El tema no es menor: el análisis de la cuenta de inversión es el único momento en que los órganos de control del Estado pueden aprobar o rechazar la forma en que un presidente gastó.
Teniendo en cuenta el sistema de subestimación de crecimiento y de la inflación que le generaron al Gobierno, durante todos estos años, importantes excedentes de recaudación que luego se administraron por decretos de necesidad y urgencia, la revisión por parte del Congreso aparece crucial. Pero no fue así. Cristina de Kirchner dejará su primer mandato e iniciará, seguramente, el segundo sin que nadie moleste las cuentas públicas.

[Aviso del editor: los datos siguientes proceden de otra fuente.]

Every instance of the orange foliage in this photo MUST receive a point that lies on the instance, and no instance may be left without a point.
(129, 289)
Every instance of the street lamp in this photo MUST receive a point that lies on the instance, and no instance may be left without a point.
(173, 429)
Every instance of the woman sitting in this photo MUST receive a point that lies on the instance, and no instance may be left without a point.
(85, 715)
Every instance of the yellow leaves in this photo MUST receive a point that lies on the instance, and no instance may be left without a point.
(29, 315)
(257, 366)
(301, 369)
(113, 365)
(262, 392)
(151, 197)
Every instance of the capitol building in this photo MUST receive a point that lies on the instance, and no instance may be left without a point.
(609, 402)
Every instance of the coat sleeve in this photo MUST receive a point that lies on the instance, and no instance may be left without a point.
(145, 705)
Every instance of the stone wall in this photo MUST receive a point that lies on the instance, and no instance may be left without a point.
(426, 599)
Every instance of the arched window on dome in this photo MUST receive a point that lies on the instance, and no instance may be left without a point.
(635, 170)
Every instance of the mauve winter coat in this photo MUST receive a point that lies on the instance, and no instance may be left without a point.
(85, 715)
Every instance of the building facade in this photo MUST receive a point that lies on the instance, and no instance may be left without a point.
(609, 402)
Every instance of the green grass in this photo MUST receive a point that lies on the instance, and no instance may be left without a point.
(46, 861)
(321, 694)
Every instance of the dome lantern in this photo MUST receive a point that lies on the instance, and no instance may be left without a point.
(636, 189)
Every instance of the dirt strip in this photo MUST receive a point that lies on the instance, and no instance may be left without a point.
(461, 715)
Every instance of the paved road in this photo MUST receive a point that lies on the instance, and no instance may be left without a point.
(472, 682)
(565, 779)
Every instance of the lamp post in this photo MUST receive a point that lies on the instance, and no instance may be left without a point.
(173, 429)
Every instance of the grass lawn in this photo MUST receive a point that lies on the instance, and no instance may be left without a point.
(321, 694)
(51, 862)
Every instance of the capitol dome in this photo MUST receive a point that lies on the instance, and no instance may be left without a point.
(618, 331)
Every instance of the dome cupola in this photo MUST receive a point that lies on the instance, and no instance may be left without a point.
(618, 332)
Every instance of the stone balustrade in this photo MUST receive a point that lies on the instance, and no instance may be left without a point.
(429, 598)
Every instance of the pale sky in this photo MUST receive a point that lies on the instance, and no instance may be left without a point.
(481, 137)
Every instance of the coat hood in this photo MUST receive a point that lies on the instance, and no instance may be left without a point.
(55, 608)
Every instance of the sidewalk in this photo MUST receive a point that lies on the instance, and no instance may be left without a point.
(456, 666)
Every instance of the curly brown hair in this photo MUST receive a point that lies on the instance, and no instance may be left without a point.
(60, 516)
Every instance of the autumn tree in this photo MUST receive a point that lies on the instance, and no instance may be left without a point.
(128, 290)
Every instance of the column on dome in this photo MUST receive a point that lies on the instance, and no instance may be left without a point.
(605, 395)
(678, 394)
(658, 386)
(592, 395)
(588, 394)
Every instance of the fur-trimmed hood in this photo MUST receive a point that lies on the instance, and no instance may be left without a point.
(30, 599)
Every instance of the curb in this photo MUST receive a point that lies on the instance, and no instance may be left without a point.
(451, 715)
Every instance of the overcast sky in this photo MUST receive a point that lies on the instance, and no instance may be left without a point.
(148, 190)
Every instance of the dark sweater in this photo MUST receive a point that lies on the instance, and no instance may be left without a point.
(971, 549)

El análisis de la cuenta de inversión por parte del Congreso puede tener una doble lectura. Su ausencia deja al presidente sin la ratificación de sus medidas y desnudo legalmente ante la responsabilidad en la Administración Pública por el manejo de fondos, lo que en realidad puede suponer una suerte de extorsión parlamentaria. Pero esa situación también puede beneficiar al Poder Ejecutivo al no revisar los períodos más complejos. Lo sabe Carlos Menem, que vio cómo el Congreso le dejó congelados y sin aprobar los años más duros de su Gobierno, 1994, 1995 y 1996, sobre todo por los ingresos por privatizaciones que nadie quería avalar en los recintos.
Esa situación que vive la Presidente dista mucho de la que tuvo su marido. En noviembre de 2007, este diario tituló: «Se asegura el Presidente cuentas en paz en el Congreso».
Allí se relataba el extraño privilegio histórico que había logrado Néstor Kirchner, sólo equiparado por Juan Domingo Perón en su primera presidencia: el Senado y Diputados le ratificaron las cuentas de sus primeros años de gobierno.
Fue otorgarle una seguridad jurídica que ningún presidente pudo tener, ya que el resto de sus años de mandato pasó sin inconvenientes. Fue un «privilegio» que no pudieron tener Raúl Alfonsín, Carlos Menem, Fernando de la Rúa ni Eduardo Duhalde, por la demora eterna del Congreso en aprobar la cuenta de inversión de cada año.